Il ministro degli Esteri siriano, Faisal Mekdad, a partire dall’incontro fra il principe saudita e il presidente Assad, ha esposto il programma di massima che costituisce il fulcro delle nuove relazioni fra Damasco e il Regno d’Arabia. L’obiettivo condiviso è un rapporto che renda sempre più saldo il blocco arabo rispetto alle ingerenze occidentali, creando un fronte stabile che possa contrastare i troppo invasivi interessi terzi, per il quale è necessario un riavvicinamento anche con Paesi del Golfo che con la Siria non hanno mai avuto profonde simpatie, in particolare il Qatar, che tuttavia non ha posto alcun veto sulla riammissione di Damasco, e questo è un segno decisamente positivo. Per quanto riguarda l’Egitto, il ministro Mekdad ha esposto l’intenzione del proprio governo di ripristinare completamente i rapporti diplomatici, ma ha anche fatto presente che non sono questioni che si risolvono da oggi a domani, e che richiedono il tempo necessario, poiché le questioni bilaterali da risolvere sono estremamente delicate. Certo è che per creare quel fronte unico, è necessaria la unanime coesione. I presidenti egiziano e siriano hanno avuto un lungo colloquio telefonico, il cui argomento prevalente è stato comunque la situazione della popolazione siriana colpita dal terremoto del 6 febbraio scorso, ideale base per un processo di riavvicinamento. Mekdad ha dichiarato: “Siamo di fronte a una situazione promettente in termini di approfondimento delle relazioni fra Paesi arabi, tenendo conto delle condizioni peculiari di ciascun Paese”. Mekdad ha poi fatto riferimento alle sanzioni imposte alla Siria, definite misure coercitive unilaterali imposte dagli Stati Uniti, contrarie al diritto internazionale, facendo presente che la presenza americana in Siria ha tutt’altro scopo che il contrasto al terrorismo, anzi, prova evidente che lo stesso fondamentalismo è strumentalizzato da Washington come pretesto per mantenere e sviluppare gli interessi americano nell’area. Altra questione, per la quale Mekdad accusa i Paesi occidentali, è il rientro dei profughi siriani.

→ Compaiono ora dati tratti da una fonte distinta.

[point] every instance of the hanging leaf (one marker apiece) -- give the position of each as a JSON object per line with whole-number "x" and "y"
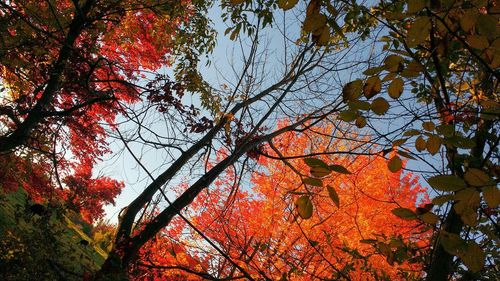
{"x": 372, "y": 87}
{"x": 429, "y": 126}
{"x": 352, "y": 90}
{"x": 452, "y": 243}
{"x": 477, "y": 177}
{"x": 287, "y": 4}
{"x": 473, "y": 257}
{"x": 333, "y": 195}
{"x": 339, "y": 169}
{"x": 395, "y": 89}
{"x": 380, "y": 106}
{"x": 404, "y": 213}
{"x": 348, "y": 115}
{"x": 418, "y": 32}
{"x": 440, "y": 200}
{"x": 491, "y": 195}
{"x": 360, "y": 122}
{"x": 395, "y": 164}
{"x": 312, "y": 181}
{"x": 304, "y": 207}
{"x": 429, "y": 218}
{"x": 315, "y": 162}
{"x": 446, "y": 183}
{"x": 420, "y": 143}
{"x": 433, "y": 144}
{"x": 319, "y": 172}
{"x": 467, "y": 204}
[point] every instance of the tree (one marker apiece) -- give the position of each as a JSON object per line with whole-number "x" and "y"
{"x": 260, "y": 228}
{"x": 68, "y": 69}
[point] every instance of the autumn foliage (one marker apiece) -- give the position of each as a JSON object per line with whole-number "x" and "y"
{"x": 257, "y": 225}
{"x": 59, "y": 97}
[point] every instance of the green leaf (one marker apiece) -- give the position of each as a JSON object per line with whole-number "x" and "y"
{"x": 304, "y": 207}
{"x": 333, "y": 195}
{"x": 404, "y": 213}
{"x": 312, "y": 181}
{"x": 339, "y": 169}
{"x": 446, "y": 183}
{"x": 380, "y": 106}
{"x": 395, "y": 164}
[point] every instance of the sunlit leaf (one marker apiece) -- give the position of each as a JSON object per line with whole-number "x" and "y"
{"x": 491, "y": 195}
{"x": 395, "y": 89}
{"x": 404, "y": 213}
{"x": 446, "y": 183}
{"x": 304, "y": 207}
{"x": 333, "y": 195}
{"x": 380, "y": 106}
{"x": 312, "y": 181}
{"x": 433, "y": 144}
{"x": 395, "y": 164}
{"x": 339, "y": 169}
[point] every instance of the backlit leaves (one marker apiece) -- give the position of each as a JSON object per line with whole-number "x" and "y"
{"x": 446, "y": 183}
{"x": 380, "y": 106}
{"x": 333, "y": 195}
{"x": 404, "y": 213}
{"x": 419, "y": 31}
{"x": 304, "y": 207}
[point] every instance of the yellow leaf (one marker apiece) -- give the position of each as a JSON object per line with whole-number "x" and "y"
{"x": 304, "y": 207}
{"x": 415, "y": 6}
{"x": 429, "y": 218}
{"x": 446, "y": 183}
{"x": 433, "y": 144}
{"x": 473, "y": 257}
{"x": 491, "y": 195}
{"x": 467, "y": 204}
{"x": 380, "y": 106}
{"x": 395, "y": 164}
{"x": 476, "y": 177}
{"x": 395, "y": 89}
{"x": 420, "y": 143}
{"x": 352, "y": 90}
{"x": 418, "y": 32}
{"x": 392, "y": 63}
{"x": 478, "y": 41}
{"x": 429, "y": 126}
{"x": 287, "y": 4}
{"x": 236, "y": 2}
{"x": 360, "y": 122}
{"x": 468, "y": 20}
{"x": 372, "y": 87}
{"x": 333, "y": 195}
{"x": 314, "y": 22}
{"x": 404, "y": 213}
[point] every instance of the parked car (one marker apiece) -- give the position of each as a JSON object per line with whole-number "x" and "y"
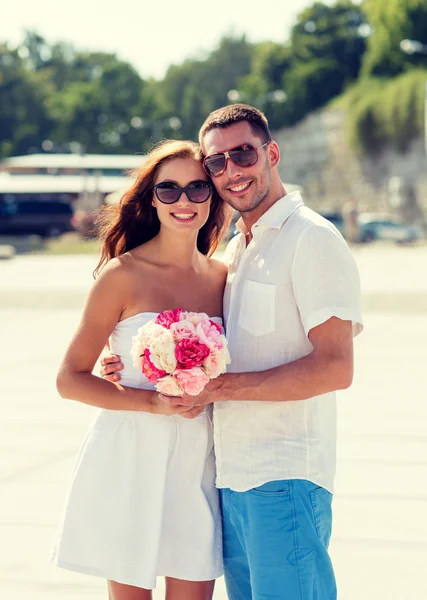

Sempre secondo il ministro Mekdad, elemento fondamentale per il ripristino di condizioni che favoriscano la cooperazione fra Paesi arabi è la normalizzazione dei rapporti fra Siria e Turchia, punto focale di una questione che coinvolge il territorio del Kurdistan. Mekdad ha infatti ribadito che non sarà possibile alcun riavvicinamento finché le forze armate di Ankara occuperanno parti del territorio siriano: “Non sarà possibile alcun incontro fra il presidente Assad e il suo omologo turco Erdogan, fino al completo ritiro di truppe turche dalla Siria”.